On November 19, 2015, Sawyers was evaluated by a San Luis Valley Mental Health Group (SLVMH) clinician. Sawyers denied symptoms of depression or anxiety, but the assessor diagnosed schizophrenia and recommended a psychiatric assessment and medication management.
On November 21, jailers moved Sawyers to a lockdown cell for entering another inmate’s cell and spitting because he believed God had told him to do so. He was moved back to general population, but on November 27 guards moved him to the booking/observation cell because he had been suffering from further delusions and [was] found naked in another’s cell attempting to put his penis into his own rectum. As Hart put it, we had no choice ultimately but to place him in the holding cell because of his behavior.
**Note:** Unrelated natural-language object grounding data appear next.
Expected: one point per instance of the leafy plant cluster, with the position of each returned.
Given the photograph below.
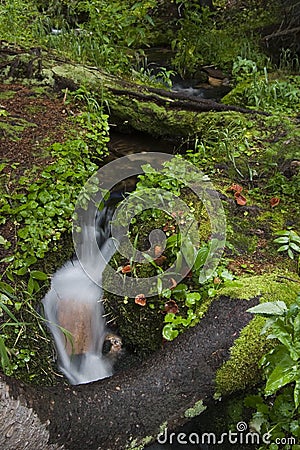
(289, 241)
(41, 205)
(103, 33)
(182, 304)
(41, 209)
(218, 36)
(277, 405)
(258, 89)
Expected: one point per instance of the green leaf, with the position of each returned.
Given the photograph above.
(297, 392)
(281, 240)
(295, 247)
(22, 271)
(38, 275)
(149, 19)
(283, 248)
(284, 373)
(277, 308)
(201, 257)
(169, 332)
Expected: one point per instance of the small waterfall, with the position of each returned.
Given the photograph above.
(73, 306)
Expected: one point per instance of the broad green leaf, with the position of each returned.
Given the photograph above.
(169, 332)
(22, 271)
(284, 373)
(297, 391)
(282, 240)
(38, 275)
(277, 308)
(283, 248)
(189, 253)
(295, 247)
(201, 257)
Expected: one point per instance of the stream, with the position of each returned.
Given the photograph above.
(73, 305)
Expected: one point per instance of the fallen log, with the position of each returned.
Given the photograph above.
(157, 111)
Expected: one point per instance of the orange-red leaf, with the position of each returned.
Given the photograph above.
(126, 269)
(140, 299)
(171, 307)
(240, 199)
(274, 201)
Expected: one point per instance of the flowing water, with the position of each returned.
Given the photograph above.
(74, 310)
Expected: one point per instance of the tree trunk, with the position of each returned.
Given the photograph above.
(130, 408)
(158, 112)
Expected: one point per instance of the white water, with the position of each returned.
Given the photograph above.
(74, 303)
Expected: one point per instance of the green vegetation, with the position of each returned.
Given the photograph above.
(277, 404)
(41, 203)
(251, 158)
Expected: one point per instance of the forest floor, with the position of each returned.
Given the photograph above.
(31, 119)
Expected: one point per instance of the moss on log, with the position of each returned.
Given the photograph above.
(158, 112)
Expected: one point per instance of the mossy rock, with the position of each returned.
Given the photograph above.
(242, 371)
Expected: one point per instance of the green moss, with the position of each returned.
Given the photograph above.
(13, 127)
(242, 369)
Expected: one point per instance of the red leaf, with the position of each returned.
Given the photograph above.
(171, 307)
(160, 260)
(140, 299)
(274, 201)
(126, 269)
(236, 188)
(240, 199)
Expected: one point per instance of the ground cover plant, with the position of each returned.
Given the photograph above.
(253, 161)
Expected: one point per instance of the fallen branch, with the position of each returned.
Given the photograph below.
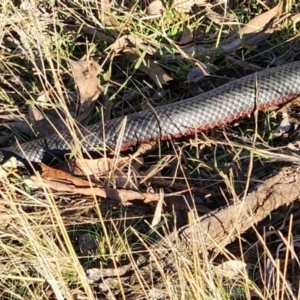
(213, 231)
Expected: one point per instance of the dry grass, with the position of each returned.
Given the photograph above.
(49, 238)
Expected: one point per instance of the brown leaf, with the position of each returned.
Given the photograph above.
(187, 36)
(44, 124)
(127, 42)
(156, 7)
(55, 174)
(121, 195)
(88, 85)
(151, 68)
(184, 6)
(231, 268)
(89, 167)
(255, 25)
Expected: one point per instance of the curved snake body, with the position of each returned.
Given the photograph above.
(219, 106)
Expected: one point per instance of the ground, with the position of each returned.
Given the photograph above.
(69, 236)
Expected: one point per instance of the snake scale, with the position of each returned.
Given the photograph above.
(219, 106)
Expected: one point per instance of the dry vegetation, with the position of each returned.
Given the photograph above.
(132, 231)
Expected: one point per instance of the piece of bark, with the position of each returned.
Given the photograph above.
(213, 231)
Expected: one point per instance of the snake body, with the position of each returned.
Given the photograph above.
(219, 106)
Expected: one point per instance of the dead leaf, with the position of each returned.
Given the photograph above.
(219, 18)
(5, 169)
(256, 31)
(156, 7)
(185, 6)
(89, 167)
(44, 124)
(197, 73)
(88, 85)
(151, 68)
(127, 42)
(252, 27)
(187, 36)
(55, 174)
(231, 268)
(120, 195)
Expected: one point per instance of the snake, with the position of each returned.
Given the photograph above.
(222, 105)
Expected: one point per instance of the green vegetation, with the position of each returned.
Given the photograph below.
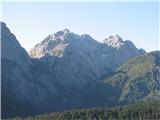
(136, 78)
(138, 111)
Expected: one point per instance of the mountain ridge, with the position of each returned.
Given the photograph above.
(67, 72)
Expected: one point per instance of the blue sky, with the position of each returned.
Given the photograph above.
(135, 21)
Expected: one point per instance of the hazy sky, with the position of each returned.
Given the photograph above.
(135, 21)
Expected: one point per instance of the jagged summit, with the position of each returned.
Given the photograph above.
(114, 41)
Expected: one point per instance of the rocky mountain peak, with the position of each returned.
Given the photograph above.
(114, 41)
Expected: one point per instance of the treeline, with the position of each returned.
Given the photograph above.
(139, 111)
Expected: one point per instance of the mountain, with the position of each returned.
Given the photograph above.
(79, 60)
(138, 78)
(62, 72)
(19, 91)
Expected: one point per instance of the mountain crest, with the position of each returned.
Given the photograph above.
(114, 41)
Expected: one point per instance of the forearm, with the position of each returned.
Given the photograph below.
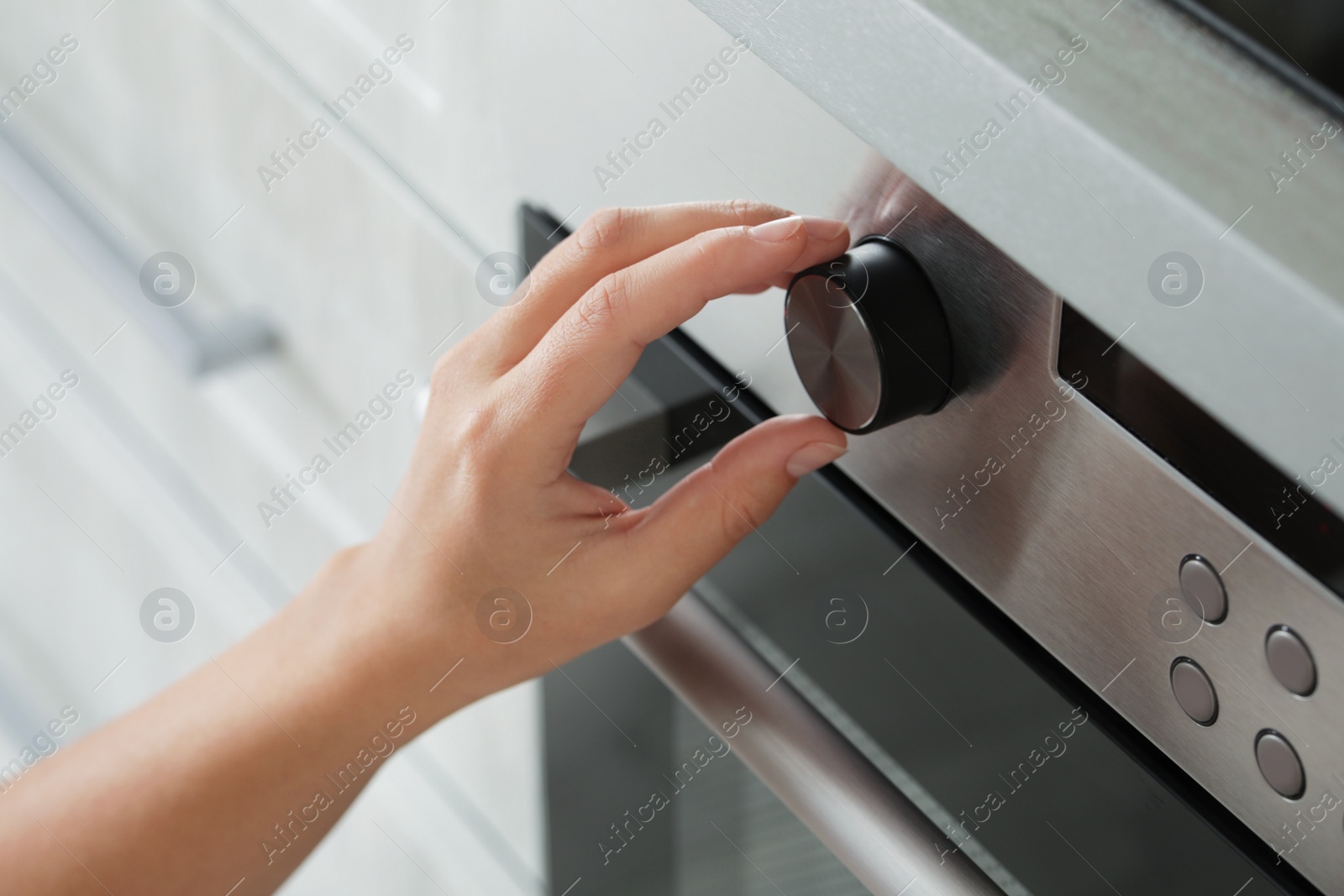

On November 27, 2015, at RGCJ’s request, another SLVMH clinician returned to evaluate Sawyers, but Sawyers refused to talk. The report states, ES kept client on suicide watch and advised the guards that if he has another psychotic episode to take client to the ER and call ES. Per Rio Grande Sheriff’s Office policy, inmates who threaten to commit suicide will be placed in a holding cell and checked at least
every fifteen minutes until cleared. If SLVMH gives an order for an inmate’s safety, including putting him on suicide watch as happened here, jailers cannot change or clear that order. On November 28, SLVMH clinician Tammy Obie met with Sawyers, and her report recounts continued delusional behavior and notes that he had been belly cuffed by the jailers so that he would not harm himself but that he adamantly denied [suicidal or homicidal ideations]. Obie’s plan was that Sawyers would stay in the observation cell where he could be regularly monitored to ensure that he was not harming himself, but she concluded that he did not meet the criteria for invoking emergency procedures permitting the courts or mental health professionals to take action when a person appears to be at risk of harming themselves. Finally, Obie told the jailers that she would request a psychological evaluation for November 30.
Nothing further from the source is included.